Grâce au travail curieux et pointu d’une jeune photographe de presse indépendante, Fay Deghia, et à de nombreux autres, on peut en effet brosser aujourd’hui un tableau vivant et souvent plein d’humour de nos concitoyens énervés, avec raison.
Il y a d’abord la contestation en forme de jeu de mots, telle cette pancarte qui joue sur le mot « gouverne-ment » ou celle qui évoque une « ripoux-blique »…ou bien « re-traite : on n’est pas des veaux » et plus direct « grève ou crève…travailler plus pour mourir avant la retraite » et enfin « faisons awoerther la réforme ».
Plus développé, ce jeu de mot avec « le man-louche… celui qui a volé la poule de Jacques Martin veut faire expulser de prétendus voleurs de poules » ou bien : « Polemploi : t’as de beaux vieux tu sais »…et puis « ne pas confondre rabot des niches et nabot des riches » et enfin : « la retraite avant l’arthrite, la pause avant l’arthrose ».
Découvrons au passage ce joli mot : « sark…overdose » ou celui-ci concernant Hortefeux « dans la rue ! Même si on se Heurte aux feux de la police ».
D’autres textes sont de vrais moments de philosophie comme par exemple celui là : « ne pas lutter nuit gravement à votre avenir et celui de votre entourage »…« nous sommes tous des enfants d’immigrés » ou le très connu « nos vies valent mieux que vos profits »… » Et puis « le travail nous retraite, la retraite nous travaille » et enfin « qui sème la misère récolte la colère ».

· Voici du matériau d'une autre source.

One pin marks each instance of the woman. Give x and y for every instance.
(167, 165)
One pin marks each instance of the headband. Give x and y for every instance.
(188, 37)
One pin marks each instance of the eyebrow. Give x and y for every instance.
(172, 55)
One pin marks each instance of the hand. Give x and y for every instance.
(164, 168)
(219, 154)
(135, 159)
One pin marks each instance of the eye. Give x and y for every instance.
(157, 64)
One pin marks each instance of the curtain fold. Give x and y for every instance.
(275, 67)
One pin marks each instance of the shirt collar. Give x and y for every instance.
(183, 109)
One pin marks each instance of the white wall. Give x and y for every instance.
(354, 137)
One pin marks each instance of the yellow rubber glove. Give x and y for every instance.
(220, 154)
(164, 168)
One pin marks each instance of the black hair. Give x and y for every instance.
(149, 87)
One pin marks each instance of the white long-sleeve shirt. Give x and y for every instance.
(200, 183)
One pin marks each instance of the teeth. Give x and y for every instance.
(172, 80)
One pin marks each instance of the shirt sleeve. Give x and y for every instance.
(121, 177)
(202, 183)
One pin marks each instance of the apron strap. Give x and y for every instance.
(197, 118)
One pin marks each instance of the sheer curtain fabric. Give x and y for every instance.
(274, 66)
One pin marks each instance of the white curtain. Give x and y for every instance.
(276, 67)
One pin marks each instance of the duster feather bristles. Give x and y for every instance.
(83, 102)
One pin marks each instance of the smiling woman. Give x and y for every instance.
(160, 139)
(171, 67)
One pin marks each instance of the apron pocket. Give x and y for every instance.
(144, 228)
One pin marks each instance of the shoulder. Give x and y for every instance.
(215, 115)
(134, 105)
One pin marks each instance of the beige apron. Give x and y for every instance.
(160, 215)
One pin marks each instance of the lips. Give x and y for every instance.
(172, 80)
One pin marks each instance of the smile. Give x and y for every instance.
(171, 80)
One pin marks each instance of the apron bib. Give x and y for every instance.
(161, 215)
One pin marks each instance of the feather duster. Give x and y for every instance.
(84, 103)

Ces paroles sont emplies de sagesse comme cette belle phrase : « non à la pétainisation du régime »…ou « que l’autorité se borne à être juste, nous nous chargerons du bonheur »…ou bien « non à la prise en otage d’une population » et même : « citoyens, assumez votre citoyenneté avec bon sens et lucidité, nul ne le fera pour vous » et puis les paroles réalistes « viré à 55, retraité à 67, je fais quoi en attendant ? »

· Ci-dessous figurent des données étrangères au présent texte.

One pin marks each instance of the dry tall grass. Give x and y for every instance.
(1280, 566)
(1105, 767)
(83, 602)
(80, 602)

Le sexe n’est pas absent de l’inspiration des manifestants tel ce :
« Carla on est comme toi, on se fait niquer par le chef de l’état » à rapprocher du « pour la France d’en haut, des couilles en or, pour la France d’en bas, des nouilles encore »… ou encore plus cru : « la retraite c’est pour baiser, pas pour se faire baiser » puis par association d’idée : « remboursez la vaseline » et pour finir : « 67 ans ? Pourquoi pas 69 quitte à se faire baiser »

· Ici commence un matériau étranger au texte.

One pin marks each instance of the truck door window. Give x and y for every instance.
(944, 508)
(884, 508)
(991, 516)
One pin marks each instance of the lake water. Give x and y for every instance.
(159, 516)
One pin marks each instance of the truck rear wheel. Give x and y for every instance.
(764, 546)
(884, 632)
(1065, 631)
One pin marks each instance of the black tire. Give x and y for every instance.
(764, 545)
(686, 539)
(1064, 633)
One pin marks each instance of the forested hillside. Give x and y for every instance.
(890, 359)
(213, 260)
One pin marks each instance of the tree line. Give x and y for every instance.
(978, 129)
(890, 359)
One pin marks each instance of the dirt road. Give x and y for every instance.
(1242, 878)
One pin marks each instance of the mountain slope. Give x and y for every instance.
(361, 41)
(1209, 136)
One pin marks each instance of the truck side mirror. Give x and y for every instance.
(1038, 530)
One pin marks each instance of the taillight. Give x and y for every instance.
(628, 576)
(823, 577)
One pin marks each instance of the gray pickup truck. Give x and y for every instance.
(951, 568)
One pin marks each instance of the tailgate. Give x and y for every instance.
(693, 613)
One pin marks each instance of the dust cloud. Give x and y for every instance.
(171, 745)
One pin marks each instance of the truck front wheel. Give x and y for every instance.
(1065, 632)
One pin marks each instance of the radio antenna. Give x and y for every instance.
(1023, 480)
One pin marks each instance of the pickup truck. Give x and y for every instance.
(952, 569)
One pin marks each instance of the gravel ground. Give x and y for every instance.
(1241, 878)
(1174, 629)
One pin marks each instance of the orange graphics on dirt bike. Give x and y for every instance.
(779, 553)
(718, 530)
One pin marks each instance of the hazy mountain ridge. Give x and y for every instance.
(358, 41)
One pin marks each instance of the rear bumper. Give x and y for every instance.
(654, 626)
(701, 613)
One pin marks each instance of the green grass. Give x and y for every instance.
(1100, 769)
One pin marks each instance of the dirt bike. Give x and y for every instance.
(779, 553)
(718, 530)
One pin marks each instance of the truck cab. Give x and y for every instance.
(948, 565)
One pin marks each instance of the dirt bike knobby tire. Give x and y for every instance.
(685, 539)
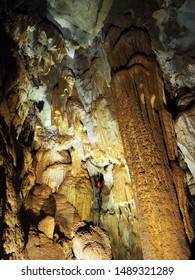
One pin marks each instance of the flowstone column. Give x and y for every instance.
(149, 146)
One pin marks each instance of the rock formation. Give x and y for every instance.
(97, 87)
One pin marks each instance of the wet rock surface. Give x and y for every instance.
(96, 87)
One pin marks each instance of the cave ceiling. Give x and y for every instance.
(97, 87)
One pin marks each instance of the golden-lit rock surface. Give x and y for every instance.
(136, 92)
(75, 104)
(46, 225)
(91, 243)
(40, 247)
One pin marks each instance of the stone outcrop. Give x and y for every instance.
(92, 87)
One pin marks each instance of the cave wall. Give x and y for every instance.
(76, 101)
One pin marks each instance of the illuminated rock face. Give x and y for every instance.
(146, 129)
(69, 112)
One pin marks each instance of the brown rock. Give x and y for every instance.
(40, 247)
(66, 216)
(38, 199)
(91, 243)
(47, 226)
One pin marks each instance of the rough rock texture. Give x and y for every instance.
(40, 247)
(138, 94)
(84, 19)
(91, 243)
(76, 100)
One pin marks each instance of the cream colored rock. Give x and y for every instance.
(40, 247)
(91, 243)
(38, 199)
(54, 175)
(185, 131)
(79, 194)
(47, 226)
(66, 216)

Mais c’est contre le chef de l’état qu’en fin de compte, la colère s’est dirigée : bien sur il a eu droit au « casse toi, pov’con » mais il a des slogans plus violents comme « honte à toi l’avorton, arrête de nous prendre pour des cons !!! l’argent c’est pas nous qui l’avons »…« sarko gigolo, sarko pipeau, sarko zéro mais sarko facho : la chienlit c’est eux » ou ce « la déchéance, c’est lui » un travailleur optimiste déclare : « Sarko, si tu fous le camp, j’veux bien bosser jusqu’à 100 ans » et enfin le très percutant : « président en ray-ban, la culture en cabane ».
Cette vidéo résume les raisons de la colère.
Son cher parti en prend aussi pour son compte, avec « UMP, Un Monde Pourri »
Les manifestants s’en prennent aussi au Medef dont les initiales sont détournées en « Mouvement Evidemment Destiné à Entuber les Français »
Une affiche détournée du film « le dictateur » le montre avec le slogan « dictateur, un métier de passion » un drapeau de corsaire avec Sarközy en tête de mort. Et une dernière lui propose « sarko, pour toi, la retraite c’est 2012 »
Une photo truquée le montrant déconfit, les cheveux en bataille, avec un pansement « prêt à battre en retraite(s) ? »
Puis en rapport avec la dernière débâcle de l’équipe de France au mondial du foot cette phrase tombe comme un couperet :
« Sarközi-Domenech, même bilan, la coupe est pleine »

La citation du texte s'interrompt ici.